En el libro de los Hechos de los Apóstoles, dice que se reunían con la Madre de Jesús a orar (ver Hch 1, 14). Cabe imaginar que nadie rehusaría una invitación que incluía la mención del nombre de María, saber que Ella estaría en la reunión de oración, sin duda los atraía irresistiblemente. Ella contribuyó a mantener unida a la primera comunidad cristiana y sigue siendo un importante factor de unidad en la Iglesia Católica. Sucede como en una familia, cuando la mamá reúne a sus hijos en su casa, éstos hacen el esfuerzo de comprenderse, tolerarse, perdonarse. Si ella llegara a faltar, los hermanos se separan y se vuelven a separar, como sucede con los protestantes.
Los Evangelios hablan poco de María, pero lo que dicen acerca de Ella basta para saber que es nuestro modelo a seguir para crecer en fe, humildad, aceptación a la voluntad de Dios, fortaleza, caridad, perseverancia y esperanza.

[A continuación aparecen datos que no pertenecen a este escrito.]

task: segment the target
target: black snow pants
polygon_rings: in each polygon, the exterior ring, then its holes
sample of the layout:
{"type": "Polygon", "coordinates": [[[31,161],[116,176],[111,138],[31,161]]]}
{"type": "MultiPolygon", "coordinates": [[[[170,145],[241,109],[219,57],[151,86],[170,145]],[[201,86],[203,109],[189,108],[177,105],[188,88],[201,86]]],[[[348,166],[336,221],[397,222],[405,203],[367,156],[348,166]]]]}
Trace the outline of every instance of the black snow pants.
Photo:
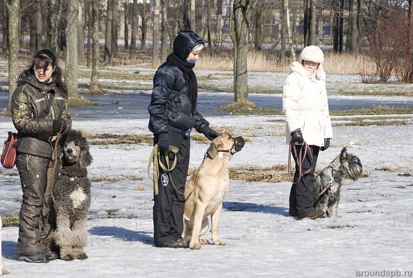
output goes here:
{"type": "Polygon", "coordinates": [[[19,215],[18,255],[31,256],[49,250],[48,236],[56,225],[51,191],[60,168],[58,161],[54,178],[52,178],[53,164],[54,161],[49,158],[17,154],[16,166],[23,191],[19,215]]]}
{"type": "MultiPolygon", "coordinates": [[[[162,242],[176,240],[183,231],[185,209],[184,189],[189,164],[190,138],[170,130],[169,144],[179,148],[176,154],[169,153],[169,166],[176,155],[176,165],[169,173],[160,166],[158,180],[159,193],[153,193],[153,240],[155,245],[162,242]],[[170,175],[169,175],[170,174],[170,175]]],[[[155,136],[154,144],[158,138],[155,136]]],[[[161,151],[160,160],[166,165],[165,157],[161,151]]]]}
{"type": "MultiPolygon", "coordinates": [[[[303,175],[298,182],[292,184],[289,193],[289,215],[296,216],[298,218],[302,218],[314,210],[315,200],[313,198],[313,194],[315,192],[314,172],[320,147],[313,145],[309,146],[309,147],[312,153],[309,153],[308,150],[307,151],[307,155],[302,162],[301,172],[305,173],[310,169],[310,172],[303,175]]],[[[296,145],[298,155],[299,155],[302,148],[303,145],[296,145]]],[[[299,179],[300,169],[297,165],[296,154],[292,150],[292,153],[296,162],[296,172],[294,180],[296,182],[299,179]]]]}

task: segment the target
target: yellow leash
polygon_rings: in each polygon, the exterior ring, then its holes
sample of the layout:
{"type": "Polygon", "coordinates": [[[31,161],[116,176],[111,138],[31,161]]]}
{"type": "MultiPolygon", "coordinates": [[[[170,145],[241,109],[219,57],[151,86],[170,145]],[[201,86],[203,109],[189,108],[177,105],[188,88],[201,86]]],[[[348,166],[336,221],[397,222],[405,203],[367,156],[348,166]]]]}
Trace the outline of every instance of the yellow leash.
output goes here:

Los Evangelios registran pocas palabras de María, pero bastan para que podamos aprender de Ella a decirle siempre ‘sí’ a Dios (ver Lc 1, 38), a hacer lo que Él nos diga (ver Jn 2, 5), enseñanzas fundamentales para nuestra vida.
Cuando Jesús estaba en la cruz, encomendó a Su Madre al discípulo amado (ver Jn 19, 25-27), y en él, a todos nosotros. Desde entonces contamos con una Madre amorosa en el cielo, a la cual acudir siempre para recibir ayuda y consuelo.
María, que compartió nuestra condición humana, nos conoce y nos ama, sabe lo que necesitamos e intercede por nosotros ante Su Hijo, como hizo en la boda de Caná (ver Jn 2, 3).
Después del Santísimo nombre de Jesús, no hay nombre más sagrado que el de María. Invocarlo es pedir la ayuda de la Madre de Dios, a la que Él no le niega nada.
Al nombre de María huye el demonio (lo afirman los exorcistas), se consigue superar el temor, soportar el dolor, olvidar la tristeza, evadir la desesperación, combatir el pecado, vencer cualquier tentación y encaminarnos seguros, de su mano, al encuentro del Señor. Es de grandísima ayuda para nuestro bienestar espiritual y nuestra salvación, tener siempre el Santísimo y dulce nombre de María en nuestros labios y en nuestro corazón.